Bolivian President Evo Morales was deposed in a coup on Sunday after the army ordered him to resign. Morales has since accepted asylum in Mexico.
Morales was Bolivia’s first-ever Indigenous President and his reforms are credited with reducing poverty and illiteracy in the South American country.
Following his October 20th re-election that sparked protest across the country over its legitimacy, nine days later even Canada’s Foreign Affairs Minister Chrystia Freeland weighed in, calling “on all parties to exercise restraint and avoid violence and polarizing rhetoric.”
Three years ago, Morales narrowly lost a referendum to run for an unprecedented fourth term in office.
In 2017, Bolivia’s Supreme Court quashed that result and ruled affixing term limits was a violation of Morales’ human rights; that term limits themselves are a throwback to American imperialism.

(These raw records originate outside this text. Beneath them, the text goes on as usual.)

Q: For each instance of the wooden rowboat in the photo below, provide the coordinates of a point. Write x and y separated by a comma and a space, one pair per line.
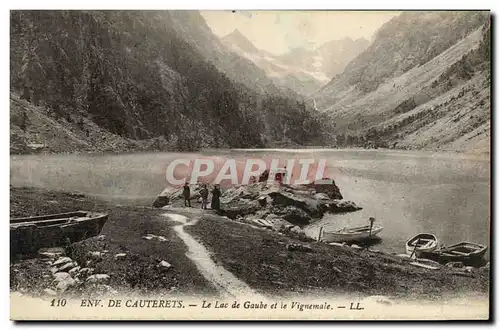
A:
466, 252
422, 242
355, 234
28, 235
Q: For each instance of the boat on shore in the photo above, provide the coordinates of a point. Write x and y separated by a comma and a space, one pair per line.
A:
28, 235
466, 252
355, 234
423, 242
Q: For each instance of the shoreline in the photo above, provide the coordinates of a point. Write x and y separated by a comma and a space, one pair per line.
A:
257, 256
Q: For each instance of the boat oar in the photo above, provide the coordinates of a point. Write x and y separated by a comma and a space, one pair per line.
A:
372, 220
320, 233
414, 249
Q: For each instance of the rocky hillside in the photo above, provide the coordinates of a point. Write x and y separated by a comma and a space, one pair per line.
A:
300, 70
424, 83
142, 79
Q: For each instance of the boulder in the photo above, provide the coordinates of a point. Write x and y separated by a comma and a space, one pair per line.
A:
161, 201
61, 261
330, 189
239, 192
295, 216
98, 279
85, 272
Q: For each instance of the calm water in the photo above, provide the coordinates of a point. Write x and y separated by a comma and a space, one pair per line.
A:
407, 192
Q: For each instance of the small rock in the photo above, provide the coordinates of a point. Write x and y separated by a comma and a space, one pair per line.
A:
85, 272
402, 255
68, 266
120, 256
298, 247
321, 196
48, 255
104, 288
74, 271
455, 264
50, 292
297, 230
65, 284
61, 261
379, 299
149, 236
469, 269
95, 255
98, 278
61, 276
165, 265
336, 244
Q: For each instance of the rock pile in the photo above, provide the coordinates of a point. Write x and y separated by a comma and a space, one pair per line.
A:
69, 276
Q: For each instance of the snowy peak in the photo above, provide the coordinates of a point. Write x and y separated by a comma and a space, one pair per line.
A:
236, 38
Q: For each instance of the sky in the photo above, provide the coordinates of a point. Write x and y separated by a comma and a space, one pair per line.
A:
279, 31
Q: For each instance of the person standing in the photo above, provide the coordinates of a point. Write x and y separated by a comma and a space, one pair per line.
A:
216, 198
186, 193
204, 197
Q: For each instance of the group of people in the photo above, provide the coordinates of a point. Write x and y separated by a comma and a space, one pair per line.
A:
216, 193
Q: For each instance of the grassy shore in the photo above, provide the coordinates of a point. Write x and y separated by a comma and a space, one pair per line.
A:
260, 258
257, 256
123, 234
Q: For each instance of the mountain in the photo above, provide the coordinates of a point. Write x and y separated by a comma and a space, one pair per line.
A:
327, 60
300, 70
423, 83
237, 39
128, 80
289, 77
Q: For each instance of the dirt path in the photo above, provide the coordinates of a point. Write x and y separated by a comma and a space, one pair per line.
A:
225, 282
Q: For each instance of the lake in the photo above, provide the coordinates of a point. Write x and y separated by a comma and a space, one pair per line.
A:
406, 191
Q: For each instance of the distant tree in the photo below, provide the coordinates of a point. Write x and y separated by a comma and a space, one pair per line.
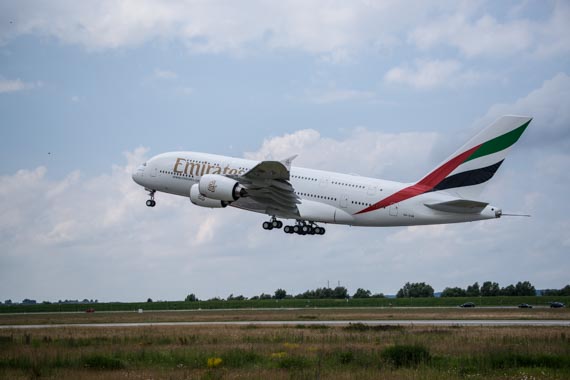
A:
362, 293
509, 290
490, 289
473, 290
280, 294
340, 292
565, 291
453, 292
415, 290
525, 288
191, 298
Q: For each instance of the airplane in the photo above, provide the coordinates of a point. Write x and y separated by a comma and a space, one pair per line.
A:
447, 194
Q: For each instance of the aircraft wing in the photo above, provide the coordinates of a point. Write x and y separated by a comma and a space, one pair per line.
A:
269, 190
461, 206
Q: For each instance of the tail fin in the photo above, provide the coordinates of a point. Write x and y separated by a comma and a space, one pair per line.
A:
468, 170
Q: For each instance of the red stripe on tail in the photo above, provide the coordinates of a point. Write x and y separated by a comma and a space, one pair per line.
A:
425, 184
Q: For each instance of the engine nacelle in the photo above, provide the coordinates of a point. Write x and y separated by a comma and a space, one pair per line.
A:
200, 200
222, 188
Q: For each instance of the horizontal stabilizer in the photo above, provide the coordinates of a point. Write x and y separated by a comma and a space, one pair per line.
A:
461, 206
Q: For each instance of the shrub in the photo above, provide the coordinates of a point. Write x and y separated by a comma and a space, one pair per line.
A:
103, 362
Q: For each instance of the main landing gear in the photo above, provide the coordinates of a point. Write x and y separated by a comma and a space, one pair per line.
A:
300, 228
151, 202
273, 223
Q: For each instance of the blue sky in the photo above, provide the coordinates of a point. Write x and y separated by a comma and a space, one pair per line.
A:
388, 89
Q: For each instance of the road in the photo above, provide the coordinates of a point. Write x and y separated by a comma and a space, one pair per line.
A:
403, 322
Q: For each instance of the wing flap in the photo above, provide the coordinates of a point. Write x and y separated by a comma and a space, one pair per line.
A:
268, 170
459, 206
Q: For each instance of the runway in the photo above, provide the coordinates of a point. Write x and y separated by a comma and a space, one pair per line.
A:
403, 322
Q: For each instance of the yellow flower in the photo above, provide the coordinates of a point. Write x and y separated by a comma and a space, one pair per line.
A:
214, 362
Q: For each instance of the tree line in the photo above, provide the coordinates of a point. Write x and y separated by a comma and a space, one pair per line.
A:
409, 290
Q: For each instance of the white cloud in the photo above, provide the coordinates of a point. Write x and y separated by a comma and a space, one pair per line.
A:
332, 29
339, 95
548, 105
427, 74
15, 85
484, 35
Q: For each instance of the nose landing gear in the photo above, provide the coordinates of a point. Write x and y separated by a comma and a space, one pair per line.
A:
151, 202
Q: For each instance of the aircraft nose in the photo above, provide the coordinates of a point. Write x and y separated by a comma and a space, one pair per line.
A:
138, 174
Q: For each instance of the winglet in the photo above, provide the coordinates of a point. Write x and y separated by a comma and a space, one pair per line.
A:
287, 162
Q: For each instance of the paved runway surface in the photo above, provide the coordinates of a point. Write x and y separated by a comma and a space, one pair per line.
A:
443, 322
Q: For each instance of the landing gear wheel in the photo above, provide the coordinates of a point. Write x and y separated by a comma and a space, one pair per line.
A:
150, 202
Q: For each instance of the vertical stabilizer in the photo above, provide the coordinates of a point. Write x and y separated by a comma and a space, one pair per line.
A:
468, 170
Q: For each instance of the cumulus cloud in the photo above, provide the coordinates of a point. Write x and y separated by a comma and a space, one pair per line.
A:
483, 35
334, 30
426, 74
335, 95
548, 105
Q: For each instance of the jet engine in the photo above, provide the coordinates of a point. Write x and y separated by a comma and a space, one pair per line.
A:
221, 188
200, 200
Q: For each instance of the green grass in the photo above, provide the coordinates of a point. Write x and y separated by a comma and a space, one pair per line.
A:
354, 351
286, 303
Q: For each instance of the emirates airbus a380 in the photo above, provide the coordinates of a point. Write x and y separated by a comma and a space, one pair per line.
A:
448, 194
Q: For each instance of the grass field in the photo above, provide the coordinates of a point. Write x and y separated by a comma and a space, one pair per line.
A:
286, 303
294, 352
299, 351
314, 314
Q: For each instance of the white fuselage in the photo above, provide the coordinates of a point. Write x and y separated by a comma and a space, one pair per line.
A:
326, 197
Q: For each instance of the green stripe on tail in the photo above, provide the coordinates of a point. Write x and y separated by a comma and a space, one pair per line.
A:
499, 143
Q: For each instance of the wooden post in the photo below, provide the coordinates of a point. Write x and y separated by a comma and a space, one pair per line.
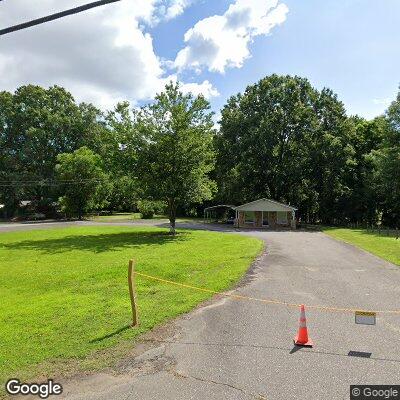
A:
132, 293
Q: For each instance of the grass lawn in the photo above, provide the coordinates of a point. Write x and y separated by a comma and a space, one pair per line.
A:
385, 247
64, 293
137, 216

On Sunday, Freeland welcomed a call for new elections in Bolivia following serious irregularities noted by the Organization of American States (OAS) Electoral Observer Mission to the country.
“The results of the OAS mission audit demonstrate serious failings in the conduct and accounting of the October 20, 2019, vote,” Freeland said in a statement.
“It is clear that the will of the Bolivian people and the democratic process were not respected.”
Morales’ main opponent was former television journalist and past Bolivian president Carlos Mesa who served between 2003-05.
While Morales’ victory was recognized by Mexico, Nicaragua, Argentina, and states in the Non-Aligned Movement, Canada joined the U.S., Brazil and the EU in calling for a recount.
With Morales’ fate uncertain in the army takeover, thousands of pro-Morales supporters and indigenous peoples took to the streets shouting “Now yes! Civil war!”
General Vladimir Calderón, head of Bolivia’s national police, said police units around the capital had been burned and looted.